Mohamed_hassan (CC0), Pixabay

Das Amtsgericht Charlottenburg hat im Verfahren 3606 IN 5659/25 am 10. April 2026 den Insolvenzantrag gegen die Haustechnik030 GmbH abgewiesen.

Kein Insolvenzverfahren eröffnet

Der Antrag eines Gläubigers auf Eröffnung des Insolvenzverfahrens wurde mangels Masse (§ 26 InsO) zurückgewiesen.

Damit steht fest:

  • Es ist kein ausreichendes Vermögen vorhanden, um die Kosten eines Insolvenzverfahrens zu decken
  • Ein Insolvenzverfahren wird nicht durchgeführt
  • Es wird kein Insolvenzverwalter bestellt

Unternehmensprofil

  • Sitz: Berlin (Alemannenstraße 1 A–4, 14129 Berlin)
  • Registergericht: Amtsgericht Charlottenburg (HRB 228606)
  • Geschäftsführer: Adrian-Virgil Mircea und Mahmut Fatih Tokac

Die Haustechnik030 GmbH war – dem Namen nach – im Bereich Gebäudetechnik / Haustechnik tätig. Dazu zählen typischerweise:

  • Sanitär-, Heizungs- und Klimatechnik (SHK)
  • Installations- und Wartungsarbeiten in Gebäuden
  • technische Dienstleistungen im Bau- und Immobilienbereich

Einordnung

Unternehmen im Handwerks- und Baunebengewerbe sind häufig von:

  • schwankender Auftragslage
  • steigenden Material- und Personalkosten
  • Liquiditätsengpässen bei Projektabwicklung

betroffen. Gerät ein Betrieb in Zahlungsschwierigkeiten, fehlen oft schnell die Mittel, um ein Insolvenzverfahren überhaupt finanzieren zu können.
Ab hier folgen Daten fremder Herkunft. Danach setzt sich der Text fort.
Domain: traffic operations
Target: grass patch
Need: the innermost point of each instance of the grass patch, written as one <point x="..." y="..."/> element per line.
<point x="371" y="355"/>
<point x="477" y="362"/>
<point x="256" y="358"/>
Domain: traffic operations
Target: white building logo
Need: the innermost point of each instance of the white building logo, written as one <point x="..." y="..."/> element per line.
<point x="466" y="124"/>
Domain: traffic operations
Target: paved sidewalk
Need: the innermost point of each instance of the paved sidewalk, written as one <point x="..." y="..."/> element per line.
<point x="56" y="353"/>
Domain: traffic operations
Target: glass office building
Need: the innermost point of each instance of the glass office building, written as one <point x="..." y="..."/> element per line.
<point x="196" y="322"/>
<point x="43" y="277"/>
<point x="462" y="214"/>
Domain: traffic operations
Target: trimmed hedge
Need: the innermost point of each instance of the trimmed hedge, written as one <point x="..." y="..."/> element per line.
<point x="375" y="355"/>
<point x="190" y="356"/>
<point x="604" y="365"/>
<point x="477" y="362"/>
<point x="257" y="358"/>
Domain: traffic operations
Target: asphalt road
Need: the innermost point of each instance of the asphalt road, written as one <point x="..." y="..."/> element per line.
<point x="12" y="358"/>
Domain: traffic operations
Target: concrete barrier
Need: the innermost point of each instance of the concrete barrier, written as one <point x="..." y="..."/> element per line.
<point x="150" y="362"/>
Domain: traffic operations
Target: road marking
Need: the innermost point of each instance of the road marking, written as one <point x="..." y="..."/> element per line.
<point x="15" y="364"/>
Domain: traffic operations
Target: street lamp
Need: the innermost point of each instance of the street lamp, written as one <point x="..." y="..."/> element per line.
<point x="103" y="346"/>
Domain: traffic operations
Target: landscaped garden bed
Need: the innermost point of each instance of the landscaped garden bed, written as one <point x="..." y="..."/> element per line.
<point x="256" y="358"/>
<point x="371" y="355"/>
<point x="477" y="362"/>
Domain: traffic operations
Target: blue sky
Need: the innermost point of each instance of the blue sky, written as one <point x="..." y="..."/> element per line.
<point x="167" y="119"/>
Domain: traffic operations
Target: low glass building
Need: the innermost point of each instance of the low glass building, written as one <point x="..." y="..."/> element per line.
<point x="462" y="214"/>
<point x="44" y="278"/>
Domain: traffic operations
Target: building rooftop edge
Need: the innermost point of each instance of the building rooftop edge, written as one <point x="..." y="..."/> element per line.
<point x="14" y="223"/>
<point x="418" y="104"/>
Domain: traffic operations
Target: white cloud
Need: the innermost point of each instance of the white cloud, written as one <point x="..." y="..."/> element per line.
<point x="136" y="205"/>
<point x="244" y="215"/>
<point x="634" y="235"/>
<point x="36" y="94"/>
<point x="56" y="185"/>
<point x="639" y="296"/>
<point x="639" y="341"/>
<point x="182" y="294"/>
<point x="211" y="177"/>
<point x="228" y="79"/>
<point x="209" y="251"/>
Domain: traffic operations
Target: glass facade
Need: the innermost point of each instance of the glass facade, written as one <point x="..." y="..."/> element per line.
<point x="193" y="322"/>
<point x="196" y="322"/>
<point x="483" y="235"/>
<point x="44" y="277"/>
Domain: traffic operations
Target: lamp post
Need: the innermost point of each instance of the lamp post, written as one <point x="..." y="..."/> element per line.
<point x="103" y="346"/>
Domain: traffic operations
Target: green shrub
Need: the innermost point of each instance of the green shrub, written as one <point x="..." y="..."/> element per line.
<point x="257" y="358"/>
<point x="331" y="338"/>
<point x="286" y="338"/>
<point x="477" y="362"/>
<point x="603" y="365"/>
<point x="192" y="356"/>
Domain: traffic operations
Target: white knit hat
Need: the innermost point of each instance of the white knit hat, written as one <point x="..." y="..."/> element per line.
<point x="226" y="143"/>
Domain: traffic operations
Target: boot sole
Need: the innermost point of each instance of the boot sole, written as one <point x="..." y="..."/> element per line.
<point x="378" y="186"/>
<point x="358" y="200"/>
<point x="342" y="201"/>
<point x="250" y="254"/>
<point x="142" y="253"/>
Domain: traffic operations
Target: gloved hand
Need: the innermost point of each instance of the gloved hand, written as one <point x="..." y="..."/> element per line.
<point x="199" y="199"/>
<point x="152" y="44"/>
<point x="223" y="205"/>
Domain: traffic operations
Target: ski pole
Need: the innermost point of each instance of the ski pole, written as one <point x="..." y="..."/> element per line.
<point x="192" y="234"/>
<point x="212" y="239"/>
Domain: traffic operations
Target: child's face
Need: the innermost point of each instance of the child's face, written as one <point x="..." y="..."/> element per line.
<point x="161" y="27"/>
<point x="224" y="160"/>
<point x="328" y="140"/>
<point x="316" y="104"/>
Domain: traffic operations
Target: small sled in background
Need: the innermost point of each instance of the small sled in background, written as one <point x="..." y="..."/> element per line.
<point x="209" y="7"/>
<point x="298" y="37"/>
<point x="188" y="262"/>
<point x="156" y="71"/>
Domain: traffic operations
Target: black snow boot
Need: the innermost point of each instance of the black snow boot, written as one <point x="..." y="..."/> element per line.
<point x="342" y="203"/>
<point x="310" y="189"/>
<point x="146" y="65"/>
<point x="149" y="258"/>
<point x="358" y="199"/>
Auswirkungen für Gläubiger

Die Abweisung mangels Masse bedeutet:

  • Keine zentrale Insolvenzabwicklung
  • Forderungen müssen individuell verfolgt werden
  • Die Aussicht auf Befriedigung ist meist sehr gering

Fazit

Mit der Entscheidung des Amtsgerichts Charlottenburg ist das Verfahren faktisch beendet, ohne dass ein Insolvenzverfahren eröffnet wurde. Die Haustechnik030 GmbH gilt damit als wirtschaftlich ausgezehrt – ein typischer Fall für kleinere Handwerksunternehmen in finanzieller Schieflage.